Now add in post rooms, help desks, room booking systems, HVAC systems and more and you begin to get the idea of what a corporate network looks like. It’s terrifying.
Patch early, patch often
Enterprise systems (including the ones we’ve seen attacked already and we’ll see more, this isn’t health service specific) have an average patch time in the hundreds of days, an average of 120 days according to Infosec Magazine.
This patch was released around 30 days.
Sadly patch faster is not compatible with the way IT is done is lots of big organisations, and the challenge for us security and technology people is to make it easier to patch faster.
The goal has to be to be able to patch within hours, but that’s multiple orders of magnitude hard for a vast and colossal set of organisations.
So how could we fix this?
We need to rethink the way that we do computing and IT. Virtual desktops in the cloud might provide organisations with a Blue/Green deployment strategy for enterprise IT, enabling firms to roll out patched operating systems and roll back easily if there is a problem.

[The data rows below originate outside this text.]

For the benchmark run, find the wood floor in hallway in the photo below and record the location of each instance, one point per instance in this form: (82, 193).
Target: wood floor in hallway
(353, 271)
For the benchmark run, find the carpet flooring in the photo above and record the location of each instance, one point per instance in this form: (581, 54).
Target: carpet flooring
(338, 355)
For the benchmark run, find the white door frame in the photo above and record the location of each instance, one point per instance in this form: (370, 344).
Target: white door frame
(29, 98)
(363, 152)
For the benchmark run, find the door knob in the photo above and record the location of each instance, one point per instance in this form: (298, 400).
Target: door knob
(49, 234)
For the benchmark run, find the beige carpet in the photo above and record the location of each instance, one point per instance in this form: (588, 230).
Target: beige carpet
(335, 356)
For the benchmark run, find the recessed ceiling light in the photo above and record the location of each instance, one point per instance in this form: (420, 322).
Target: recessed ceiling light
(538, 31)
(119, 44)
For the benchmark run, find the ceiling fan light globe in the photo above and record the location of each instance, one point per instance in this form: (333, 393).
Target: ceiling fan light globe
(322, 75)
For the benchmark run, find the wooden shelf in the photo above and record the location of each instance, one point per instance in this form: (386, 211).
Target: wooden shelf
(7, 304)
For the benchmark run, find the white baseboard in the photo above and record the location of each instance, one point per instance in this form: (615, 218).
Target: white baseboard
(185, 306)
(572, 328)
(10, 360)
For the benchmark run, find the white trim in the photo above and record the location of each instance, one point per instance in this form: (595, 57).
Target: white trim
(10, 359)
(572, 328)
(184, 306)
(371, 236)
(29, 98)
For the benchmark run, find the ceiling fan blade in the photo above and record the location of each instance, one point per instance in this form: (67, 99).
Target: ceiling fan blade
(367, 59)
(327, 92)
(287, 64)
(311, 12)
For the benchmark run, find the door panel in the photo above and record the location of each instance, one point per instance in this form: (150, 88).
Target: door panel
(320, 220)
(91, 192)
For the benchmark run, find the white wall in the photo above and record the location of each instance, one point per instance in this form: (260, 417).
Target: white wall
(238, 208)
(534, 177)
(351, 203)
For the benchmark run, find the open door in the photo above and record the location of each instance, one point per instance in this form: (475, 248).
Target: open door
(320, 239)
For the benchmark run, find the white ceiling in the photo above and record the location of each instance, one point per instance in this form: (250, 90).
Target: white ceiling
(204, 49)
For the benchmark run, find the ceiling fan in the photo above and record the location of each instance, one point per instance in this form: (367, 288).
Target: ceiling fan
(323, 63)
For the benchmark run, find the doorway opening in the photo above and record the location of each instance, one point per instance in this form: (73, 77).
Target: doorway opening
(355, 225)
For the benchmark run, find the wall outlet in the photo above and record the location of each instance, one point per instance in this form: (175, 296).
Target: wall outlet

We need to see segmented networks with unidirectional firewalls. While there might need to be a centrally accessible fileshare, there’s absolutely no reason for that server to reach out to desktops on the same protocol.
Things like Google’s BeyondCorp is a good example of starting to build systems where the network doesn’t just trust every other computer on the network, but that we can start being more intelligent about what devices can access which services.
We need to ensure that email is scanned more effectively and that users aren’t shown phishing emails wherever possible. Things like DMARC can help weed out emails that are illegitimate.
We need to change the story, not just do it better. Doing patching better might get us from 120 days to 60 days or even 30 days, but it can’t create an order of magnitude change. To do that we need new practices for a new generation of IT and computing.
Don’t click that link
It’s also easy for someone to say that if only users didn’t click the original phishing link, then this wouldn’t have happened.
Blaming the user for security problems that they are ill-equipped to deal with is in vogue at the moment.
But as you can see from my Colleague Terence Eden’s excellent “Would you fall for this phishing scam”, modern phishing emails look shockingly convincing.
User training and teaching users to not click links is really hard when most of their jobs involves receiving emails and clicking links and typing their password into Google every few days because security required they get logged out.